Consumption of spirits rose in Australia in 2017-18, bucking a recent downward trend, while consumption of other alcoholic drinks were either steady or falling, according to the Australian Bureau of Statistics (ABS).
The 2017-18 Apparent Consumption of Alcohol finds that the long-term decline in apparent consumption of alcohol per person has stalled.
Robert Long, ABS acting Director of Health Statistics, said: "In 2017-18, the total alcohol consumed in Australia was equivalent to 9.51 litres for every person in Australia aged 15 years and over, similar to the 9.48 litres in 2016-17.
“In average daily consumption, this equates to 2.08 standard drinks per person and is unchanged from 2016-17. What is interesting is that we are seeing a rise in spirit consumption which has been on a recent downward trend," he said.
“Spirits and Ready to Drink beverage (RTDs) consumption increased from 1.79 to 1.89 litres per capita over the previous year. Beer consumption was relatively steady at 3.71 litres per capita, while wine consumption, which has recently been virtually equal to beer, has decreased slightly from 3.74 to 3.67 litres per capita over the same period."

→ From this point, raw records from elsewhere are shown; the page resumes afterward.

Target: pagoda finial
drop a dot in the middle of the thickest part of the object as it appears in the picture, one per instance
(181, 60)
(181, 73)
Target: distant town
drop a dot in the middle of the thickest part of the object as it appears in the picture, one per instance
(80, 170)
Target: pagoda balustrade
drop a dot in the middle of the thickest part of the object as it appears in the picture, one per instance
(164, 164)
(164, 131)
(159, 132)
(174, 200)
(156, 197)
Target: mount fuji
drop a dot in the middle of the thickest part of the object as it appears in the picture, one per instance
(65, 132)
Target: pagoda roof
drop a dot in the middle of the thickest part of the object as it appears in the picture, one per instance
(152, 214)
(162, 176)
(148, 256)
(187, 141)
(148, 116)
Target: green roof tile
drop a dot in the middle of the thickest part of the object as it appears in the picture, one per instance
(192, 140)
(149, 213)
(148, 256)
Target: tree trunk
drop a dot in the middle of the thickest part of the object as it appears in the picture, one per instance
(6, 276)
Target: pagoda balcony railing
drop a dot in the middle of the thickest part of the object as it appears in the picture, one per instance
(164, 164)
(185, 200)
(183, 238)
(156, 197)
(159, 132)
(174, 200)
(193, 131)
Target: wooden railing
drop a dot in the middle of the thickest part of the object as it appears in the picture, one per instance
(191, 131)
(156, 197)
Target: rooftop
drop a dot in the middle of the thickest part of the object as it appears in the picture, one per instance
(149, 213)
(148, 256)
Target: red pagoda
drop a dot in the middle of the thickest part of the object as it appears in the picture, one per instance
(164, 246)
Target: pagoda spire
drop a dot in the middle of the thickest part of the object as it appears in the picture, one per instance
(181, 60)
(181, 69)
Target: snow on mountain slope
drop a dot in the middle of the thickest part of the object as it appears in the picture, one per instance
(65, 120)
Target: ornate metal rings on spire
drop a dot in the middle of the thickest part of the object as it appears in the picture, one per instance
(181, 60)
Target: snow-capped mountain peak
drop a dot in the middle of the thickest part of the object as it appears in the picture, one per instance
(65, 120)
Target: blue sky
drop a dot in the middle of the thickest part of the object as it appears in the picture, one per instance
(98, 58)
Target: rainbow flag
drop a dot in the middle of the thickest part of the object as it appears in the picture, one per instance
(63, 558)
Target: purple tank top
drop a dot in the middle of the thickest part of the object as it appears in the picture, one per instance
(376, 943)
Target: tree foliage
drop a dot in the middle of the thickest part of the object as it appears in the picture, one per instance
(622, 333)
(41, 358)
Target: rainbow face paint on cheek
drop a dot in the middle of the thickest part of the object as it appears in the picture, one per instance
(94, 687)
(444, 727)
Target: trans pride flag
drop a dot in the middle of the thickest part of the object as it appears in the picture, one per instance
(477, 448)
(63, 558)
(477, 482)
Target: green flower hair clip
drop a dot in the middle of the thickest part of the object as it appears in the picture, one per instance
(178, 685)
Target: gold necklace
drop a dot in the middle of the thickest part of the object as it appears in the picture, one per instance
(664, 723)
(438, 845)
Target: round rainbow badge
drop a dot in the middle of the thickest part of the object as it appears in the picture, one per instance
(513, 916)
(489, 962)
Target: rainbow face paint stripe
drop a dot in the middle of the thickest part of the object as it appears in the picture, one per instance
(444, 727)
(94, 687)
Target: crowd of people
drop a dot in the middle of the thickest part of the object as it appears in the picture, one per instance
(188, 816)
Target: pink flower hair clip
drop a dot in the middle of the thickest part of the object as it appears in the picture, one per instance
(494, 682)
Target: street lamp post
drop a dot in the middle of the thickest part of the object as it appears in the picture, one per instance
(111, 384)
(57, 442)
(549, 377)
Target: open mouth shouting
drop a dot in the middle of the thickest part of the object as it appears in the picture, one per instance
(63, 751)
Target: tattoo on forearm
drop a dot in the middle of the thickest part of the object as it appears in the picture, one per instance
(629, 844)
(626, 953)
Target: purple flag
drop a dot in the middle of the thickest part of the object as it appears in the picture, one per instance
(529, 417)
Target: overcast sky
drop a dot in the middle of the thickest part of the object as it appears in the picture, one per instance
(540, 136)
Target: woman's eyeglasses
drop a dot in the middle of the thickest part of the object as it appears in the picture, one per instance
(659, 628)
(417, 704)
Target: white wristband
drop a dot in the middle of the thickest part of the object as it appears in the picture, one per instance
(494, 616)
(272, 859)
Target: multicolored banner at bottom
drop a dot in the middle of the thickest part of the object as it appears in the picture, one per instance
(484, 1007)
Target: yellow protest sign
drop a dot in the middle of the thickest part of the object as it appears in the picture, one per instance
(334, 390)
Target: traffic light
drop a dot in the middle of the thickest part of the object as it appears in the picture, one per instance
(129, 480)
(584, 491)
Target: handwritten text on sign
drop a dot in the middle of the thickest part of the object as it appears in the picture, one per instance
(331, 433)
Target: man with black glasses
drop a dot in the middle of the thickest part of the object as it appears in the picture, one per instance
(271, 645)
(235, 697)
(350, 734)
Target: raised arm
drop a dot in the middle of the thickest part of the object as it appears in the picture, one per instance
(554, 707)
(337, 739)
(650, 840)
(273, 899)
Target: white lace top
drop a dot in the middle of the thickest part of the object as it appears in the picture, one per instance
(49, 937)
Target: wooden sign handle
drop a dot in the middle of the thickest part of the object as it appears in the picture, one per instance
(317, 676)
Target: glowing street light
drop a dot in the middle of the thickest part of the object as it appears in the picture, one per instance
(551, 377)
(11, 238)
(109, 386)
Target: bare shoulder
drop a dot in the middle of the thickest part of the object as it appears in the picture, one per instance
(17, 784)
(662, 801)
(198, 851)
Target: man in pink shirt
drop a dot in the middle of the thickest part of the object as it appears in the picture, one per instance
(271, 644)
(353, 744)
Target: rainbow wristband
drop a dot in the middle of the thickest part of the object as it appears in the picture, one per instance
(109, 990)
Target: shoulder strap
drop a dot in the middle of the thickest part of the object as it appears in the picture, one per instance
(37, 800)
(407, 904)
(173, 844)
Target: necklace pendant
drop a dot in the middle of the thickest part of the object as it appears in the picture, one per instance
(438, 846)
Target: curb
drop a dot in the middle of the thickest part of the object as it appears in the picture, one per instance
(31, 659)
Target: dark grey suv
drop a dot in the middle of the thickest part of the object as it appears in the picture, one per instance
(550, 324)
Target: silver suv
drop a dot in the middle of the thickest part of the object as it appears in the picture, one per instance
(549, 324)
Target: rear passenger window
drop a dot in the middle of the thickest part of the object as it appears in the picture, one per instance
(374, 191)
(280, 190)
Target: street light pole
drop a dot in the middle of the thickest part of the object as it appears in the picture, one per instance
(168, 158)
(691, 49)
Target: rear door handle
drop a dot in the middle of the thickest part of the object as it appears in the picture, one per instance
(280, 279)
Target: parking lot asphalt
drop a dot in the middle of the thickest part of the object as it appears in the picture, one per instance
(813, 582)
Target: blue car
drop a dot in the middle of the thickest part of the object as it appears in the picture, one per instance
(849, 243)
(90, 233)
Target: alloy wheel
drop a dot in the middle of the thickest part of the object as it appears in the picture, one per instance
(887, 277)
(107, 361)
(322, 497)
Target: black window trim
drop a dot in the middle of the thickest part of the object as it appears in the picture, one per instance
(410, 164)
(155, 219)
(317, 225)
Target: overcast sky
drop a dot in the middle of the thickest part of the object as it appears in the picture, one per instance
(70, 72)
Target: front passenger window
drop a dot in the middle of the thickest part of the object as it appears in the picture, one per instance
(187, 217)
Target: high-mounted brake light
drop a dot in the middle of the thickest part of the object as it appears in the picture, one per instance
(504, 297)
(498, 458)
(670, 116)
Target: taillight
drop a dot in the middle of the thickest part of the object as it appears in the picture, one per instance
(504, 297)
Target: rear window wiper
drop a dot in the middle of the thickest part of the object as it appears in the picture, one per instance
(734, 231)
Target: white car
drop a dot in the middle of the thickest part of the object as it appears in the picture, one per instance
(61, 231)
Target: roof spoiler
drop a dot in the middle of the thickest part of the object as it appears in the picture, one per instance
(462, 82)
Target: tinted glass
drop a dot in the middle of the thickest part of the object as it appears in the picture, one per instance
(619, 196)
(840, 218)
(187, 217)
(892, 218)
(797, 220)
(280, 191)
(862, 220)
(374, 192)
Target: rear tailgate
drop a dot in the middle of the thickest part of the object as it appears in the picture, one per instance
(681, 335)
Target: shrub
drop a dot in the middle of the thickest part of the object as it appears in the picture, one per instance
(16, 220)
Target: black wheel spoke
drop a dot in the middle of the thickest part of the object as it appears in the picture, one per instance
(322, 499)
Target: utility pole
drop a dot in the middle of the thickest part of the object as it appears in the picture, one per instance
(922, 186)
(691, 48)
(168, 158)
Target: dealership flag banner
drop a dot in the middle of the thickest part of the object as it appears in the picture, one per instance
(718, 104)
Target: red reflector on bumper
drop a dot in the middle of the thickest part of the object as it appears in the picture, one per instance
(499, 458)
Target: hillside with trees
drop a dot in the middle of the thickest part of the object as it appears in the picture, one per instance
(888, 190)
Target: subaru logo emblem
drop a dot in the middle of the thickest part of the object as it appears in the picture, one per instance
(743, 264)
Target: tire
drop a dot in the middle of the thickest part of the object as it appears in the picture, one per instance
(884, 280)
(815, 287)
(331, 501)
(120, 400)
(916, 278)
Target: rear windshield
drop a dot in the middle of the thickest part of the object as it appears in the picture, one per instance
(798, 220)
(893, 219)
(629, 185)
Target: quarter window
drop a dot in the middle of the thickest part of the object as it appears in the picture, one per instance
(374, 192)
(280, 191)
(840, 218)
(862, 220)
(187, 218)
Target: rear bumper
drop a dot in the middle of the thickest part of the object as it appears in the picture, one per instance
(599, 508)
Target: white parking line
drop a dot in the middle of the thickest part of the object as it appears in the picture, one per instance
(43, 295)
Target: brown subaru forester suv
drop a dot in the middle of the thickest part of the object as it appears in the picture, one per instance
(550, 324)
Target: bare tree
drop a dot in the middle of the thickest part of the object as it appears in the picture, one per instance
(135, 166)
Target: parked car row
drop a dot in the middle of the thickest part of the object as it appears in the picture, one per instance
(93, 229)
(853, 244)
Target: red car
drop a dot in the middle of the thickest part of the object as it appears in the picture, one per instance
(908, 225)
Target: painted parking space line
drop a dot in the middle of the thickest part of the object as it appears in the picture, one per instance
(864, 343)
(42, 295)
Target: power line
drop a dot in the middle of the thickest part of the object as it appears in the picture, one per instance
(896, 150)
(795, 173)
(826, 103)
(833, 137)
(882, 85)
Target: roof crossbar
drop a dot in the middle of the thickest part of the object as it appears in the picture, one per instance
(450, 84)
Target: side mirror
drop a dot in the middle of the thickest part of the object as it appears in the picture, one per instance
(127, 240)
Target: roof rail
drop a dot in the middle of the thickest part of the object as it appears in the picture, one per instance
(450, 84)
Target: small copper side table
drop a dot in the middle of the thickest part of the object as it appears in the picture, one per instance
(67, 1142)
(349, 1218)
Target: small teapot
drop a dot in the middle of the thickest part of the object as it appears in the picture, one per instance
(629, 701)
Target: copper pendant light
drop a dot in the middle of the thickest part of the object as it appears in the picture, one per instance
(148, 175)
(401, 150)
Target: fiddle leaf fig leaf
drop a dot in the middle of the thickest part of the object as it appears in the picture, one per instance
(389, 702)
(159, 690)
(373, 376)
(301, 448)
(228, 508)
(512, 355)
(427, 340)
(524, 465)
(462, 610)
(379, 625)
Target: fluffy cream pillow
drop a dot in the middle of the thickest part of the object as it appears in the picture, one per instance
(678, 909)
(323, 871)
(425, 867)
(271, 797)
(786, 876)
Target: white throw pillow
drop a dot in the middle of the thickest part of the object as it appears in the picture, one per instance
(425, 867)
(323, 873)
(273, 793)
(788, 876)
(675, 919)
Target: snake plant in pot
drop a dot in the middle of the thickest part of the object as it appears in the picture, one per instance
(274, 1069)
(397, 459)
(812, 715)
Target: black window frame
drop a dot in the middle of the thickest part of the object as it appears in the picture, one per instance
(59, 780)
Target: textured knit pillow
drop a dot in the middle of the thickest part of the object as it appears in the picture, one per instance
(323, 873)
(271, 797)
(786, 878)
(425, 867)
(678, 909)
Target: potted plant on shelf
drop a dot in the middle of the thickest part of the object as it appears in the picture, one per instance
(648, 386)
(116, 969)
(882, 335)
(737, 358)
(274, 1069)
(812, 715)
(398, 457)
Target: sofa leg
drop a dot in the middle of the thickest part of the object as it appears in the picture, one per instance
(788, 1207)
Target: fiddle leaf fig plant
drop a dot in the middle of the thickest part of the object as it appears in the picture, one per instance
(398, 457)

“This latest data shows a levelling in the most recent period of the longer term trend where pure alcohol consumption per capita dropped from 13.09 per person in 1974-75 to 9.51 litres in 2017-18."
“In 2017-18 beer represented 39.0 per cent of all pure alcohol available for consumption and wine 38.6 per cent. This is in stark contrast to 40 years ago when beer represented 67.6 per cent and wine 18.6 per cent of pure alcohol available per person aged 15 years and over reflecting the change in consumption preferences over time.”
Other results discussed in the 2017-18 Apparent Consumption of Alcohol (cat. no. 4307.0.55.001) publication include apparent consumption of beer, wine, spirits and Ready to Drink (pre-mixed beverages) and cider. This publication is available for free download from: https://www.abs.gov.au/.
'Pure alcohol' is the content of an alcoholic beverage that is alcohol - for example a 'standard drink' consists of 12.5 ml of pure alcohol.
- Estimates of 'apparent consumption' are obtained from information related to supply (for example, excise data on alcohol produced for domestic consumption, and data on imports) and do not represent actual consumption.
- No account is taken of changes in stocks, duty-free alcohol imported by individual overseas travellers, or for alcohol that has been stored or cellared, used in the preparation of food or discarded as waste.
- All alcohol available for consumption in a particular year is assumed to have been consumed in that year.
- When reporting ABS data, the Australian Bureau of Statistics (or ABS) must be attributed as the source.